The Air Force’s Secret X-37B Spaceplane Has Finally Landed

Photo credit: U.S. Air Force
Photo credit: U.S. Air Force

From Popular Mechanics

After spending a record 780 days in orbit, the U.S. Air Force’s X-37B Orbital Test Vehicle-5 (OTV-5) has finally landed. The unmanned spaceplane touched down at NASA’s Kennedy Space Center in Florida early Sunday morning, successfully wrapping up a classified mission testing various technologies.

The X-37B has a fascinating history. NASA first began toying with the idea of an unmanned spaceplane—a vehicle that acts like an aircraft in our atmosphere and a spacecraft in space—in the ‘90s, when the agency wanted a cheaper alternative to its classic Space Shuttle orbiter, which took months to refurbish between flights. Not only would such a spaceplane need less thrust and a smaller rocket to go to space, but a lack of crew on board meant it could take its time in low-Earth orbit to carry out missions.

While NASA and the Air Force each developed similar craft, the project didn’t get off the ground in earnest until NASA recruited the Pentagon’s Defense Advanced Research Projects Agency (DARPA) to step in and grab the reins. DARPA’s efforts ultimately led to the Boeing-built X-37B: a 29-foot-long, 9-foot-wide vehicle with a truck bed-sized payload bay and launch weight of 11,000 pounds (excluding the booster rocket) that can take cargo loads into space and return them back to engineers on Earth.

The X-37B first went to space in 2010 and has since completed five missions. The fifth and most recent mission launched on a SpaceX Falcon 9 rocket in September 2017; last August, it set a new record for its class, spending 716 continuous days in orbit.

Powered by Gallium Arsenide Solar Cells with lithium-ion batteries and thrusters for orbit maneuvering and de-orbiting, the X-37B can push itself down into Earth’s atmosphere for a landing, but doesn’t have the engines to travel long distances in space or fly through the atmosphere.

So what does it do up there, exactly? That’s a good question. The classified nature of the program makes it seem like the X-37B is an exotic Air Force weapon system, and indeed, the spaceplane’s shifty nature drives our enemies nuts. Former Secretary of the Air Force Heather Wilson recently said the X-37B “can do an orbit that looks like an egg and, when it’s closer to Earth, it’s close enough to the atmosphere to turn where it is.”

So when the X-37B is out of sight on the other end of the Earth from adversaries, it can dip down into the atmosphere by using its wings and maneuvering thrusters. This increases drag, slowing down the spaceplane so it doesn’t pop up on a predictive schedule.

Say, for example, the Chinese military locates the X-37B in space and is guiding satellites to get a closer look at it.
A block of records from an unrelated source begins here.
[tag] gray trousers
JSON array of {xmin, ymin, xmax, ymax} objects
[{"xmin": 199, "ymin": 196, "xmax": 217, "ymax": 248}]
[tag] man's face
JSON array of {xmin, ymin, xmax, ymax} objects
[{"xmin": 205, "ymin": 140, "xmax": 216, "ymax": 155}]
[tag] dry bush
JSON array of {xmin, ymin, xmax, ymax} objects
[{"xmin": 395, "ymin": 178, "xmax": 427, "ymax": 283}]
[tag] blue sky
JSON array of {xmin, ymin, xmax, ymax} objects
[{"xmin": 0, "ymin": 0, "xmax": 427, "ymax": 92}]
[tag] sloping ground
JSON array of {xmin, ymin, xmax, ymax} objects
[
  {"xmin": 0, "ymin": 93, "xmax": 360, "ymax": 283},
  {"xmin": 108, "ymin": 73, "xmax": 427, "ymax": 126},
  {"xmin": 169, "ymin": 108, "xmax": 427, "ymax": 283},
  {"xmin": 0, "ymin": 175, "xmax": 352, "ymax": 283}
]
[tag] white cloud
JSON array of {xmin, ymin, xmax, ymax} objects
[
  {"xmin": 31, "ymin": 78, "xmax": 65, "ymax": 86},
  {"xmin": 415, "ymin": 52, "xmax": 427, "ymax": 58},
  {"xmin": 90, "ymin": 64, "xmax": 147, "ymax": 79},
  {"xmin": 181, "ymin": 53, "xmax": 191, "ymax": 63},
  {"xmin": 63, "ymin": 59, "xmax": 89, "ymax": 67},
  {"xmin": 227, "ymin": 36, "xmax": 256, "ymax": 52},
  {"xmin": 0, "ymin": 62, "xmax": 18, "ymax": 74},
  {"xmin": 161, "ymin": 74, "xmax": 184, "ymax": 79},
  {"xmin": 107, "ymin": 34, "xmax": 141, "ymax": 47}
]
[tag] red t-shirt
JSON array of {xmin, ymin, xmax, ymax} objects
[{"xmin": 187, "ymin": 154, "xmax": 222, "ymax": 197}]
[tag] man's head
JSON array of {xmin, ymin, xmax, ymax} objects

If our military gets wind of the operation, spotting the approaching Chinese satellites, we could order the X-37B to change its orbit—ideally over South America, the opposite end of the Earth from China. The X-37B would simply fail to show up at the designated time, forcing the Chinese to reacquire the spacecraft and start the operation all over again.

Despite its annoying ability to “disappear,” however, the program doesn’t exactly carry out James Bond-worthy spy missions. Instead, it performs “risk reduction, experimentation, and concept of operations development for reusable space vehicle technologies,” according to the Air Force.

The X-37B’s most recent mission “successfully hosted Air Force Research Laboratory experiments, among others” and provided a “ride for small satellites,” Randy Walden, the director of the Air Force’s Rapid Capabilities Office, said in a press release.

One such experiment, per Space News, is the Air Force Research Laboratory’s (AFRL) second Advanced Structurally Embedded Thermal Spreader (ASETS-II), which measures the “long-term performance of an oscillating heat pipe in orbit.”

So what’s next for the X-37B, after spending 2,856 days in orbit? The Air Force is set to launch OTV-6 from Cape Canaveral sometime next spring on a ULA Atlas 5 rocket. No word yet on what the specific mission will be, but no doubt we’ll follow it just as closely as the last one.